Fast forward to 2023, and Bangladesh finds itself once again in a similar political impasse as it prepares for the next election scheduled for January 2024. Hasina remains persistent in administering the election under her own authority, while the opposition demands an election under a neutral caretaker government to ensure fairness. However, the opposition is also gearing up for a mass upheaval, and the AL is not necessarily confident in its ability to quell the opposition through brute force, as it did in the previous two elections.
Many state agents are wary of manipulating the upcoming elections as they are apprehensive that the United States will impose visa bans on them and their family members. Canada has reportedly indicated its intention to follow the U.S. course of action. The U.S. and Canada are popular retirement destinations for Bangladeshi officials, and they also send their children to study at Western universities.
Prior to threatening visa bans on Bangladeshi officials that undermine “the democratic election process,” in December 2021, the U.S. Treasury Department levied human rights sanctions on Bangladesh’s paramilitary force, the Rapid Action Battalion (RAB), and six of its senior officials. The U.S. State Department also imposed visa sanctions on two officials, one of whom was already on the Treasury Department’s sanctions list.
These decisions received strong support from human rights activists and opposition parties.
In response to U.S. pressure, Hasina publicly claimed that the U.S. is seeking to topple her government. She is unwilling to subject her popularity to a fair and credible election. Over the past decade, her government has failed to organize any election that is deemed free and fair by those outside her party or administration.

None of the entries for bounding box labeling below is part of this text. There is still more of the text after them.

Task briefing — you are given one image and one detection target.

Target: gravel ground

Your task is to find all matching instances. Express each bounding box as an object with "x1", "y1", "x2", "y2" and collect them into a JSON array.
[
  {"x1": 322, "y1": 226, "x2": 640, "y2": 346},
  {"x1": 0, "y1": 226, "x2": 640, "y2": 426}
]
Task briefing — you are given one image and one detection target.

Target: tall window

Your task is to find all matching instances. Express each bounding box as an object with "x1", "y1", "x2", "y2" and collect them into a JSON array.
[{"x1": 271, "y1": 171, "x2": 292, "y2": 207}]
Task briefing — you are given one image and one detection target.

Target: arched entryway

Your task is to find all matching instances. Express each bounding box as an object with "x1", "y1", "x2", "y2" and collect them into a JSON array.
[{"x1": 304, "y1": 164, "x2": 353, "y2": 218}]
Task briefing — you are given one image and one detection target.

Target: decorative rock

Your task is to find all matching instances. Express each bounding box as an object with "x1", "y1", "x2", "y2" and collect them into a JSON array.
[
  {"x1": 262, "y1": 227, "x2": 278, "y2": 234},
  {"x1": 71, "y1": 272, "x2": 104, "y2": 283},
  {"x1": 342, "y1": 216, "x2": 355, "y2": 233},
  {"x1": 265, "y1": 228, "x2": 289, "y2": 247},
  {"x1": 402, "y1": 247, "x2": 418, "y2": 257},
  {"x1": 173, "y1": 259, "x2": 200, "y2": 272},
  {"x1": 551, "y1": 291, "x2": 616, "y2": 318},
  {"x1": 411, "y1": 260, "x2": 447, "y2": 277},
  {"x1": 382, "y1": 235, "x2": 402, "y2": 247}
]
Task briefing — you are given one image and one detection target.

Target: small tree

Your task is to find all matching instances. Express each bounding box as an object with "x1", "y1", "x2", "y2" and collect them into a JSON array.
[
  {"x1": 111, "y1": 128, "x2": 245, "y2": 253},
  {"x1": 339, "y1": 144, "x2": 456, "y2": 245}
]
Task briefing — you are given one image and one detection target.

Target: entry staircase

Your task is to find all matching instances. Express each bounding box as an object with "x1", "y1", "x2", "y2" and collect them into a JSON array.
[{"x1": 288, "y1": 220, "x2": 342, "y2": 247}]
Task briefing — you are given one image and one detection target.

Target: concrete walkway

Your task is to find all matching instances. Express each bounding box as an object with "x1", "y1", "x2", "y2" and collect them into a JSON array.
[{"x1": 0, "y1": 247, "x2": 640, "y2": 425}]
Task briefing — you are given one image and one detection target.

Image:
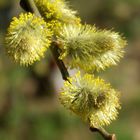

While the U.S., as a major export destination for Bangladeshi ready-made garments, has made it clear that it will not remain idle while Hasina attempts to hold another election under her own administration to retain her power, the Chinese Foreign Ministry expressed support for Hasina, “denouncing all forms of hegemony and power politics.”
In contrast, India appears to be taking a back seat this time, with no official statement regarding Bangladesh’s upcoming election. The Indian High Commission in Bangladesh and the Indian High Commissioner have limited their activities compared to previous election periods when there was greater engagement with civil society, political parties, and the press. Unlike previously, when Indian high-ranking officials frequently visited Bangladesh, the current scenario reflects a quiet change.
This silent shift in India’s official approach could be attributed to its closer alliance with the U.S. and the increasing influence of China in Bangladesh. In contrast, U.S. high-ranking officials are making frequent visits, and global financial risk analysis firms, such as Control Risk, are advising investors to prepare for a post-Hasina regime.
As Bangladesh navigates through this political turmoil, the role of India, the United States, and China will undoubtedly shape the country’s future. The nature of the upcoming election will not only determine the political landscape but will also impact the country’s international relations and regional dynamics.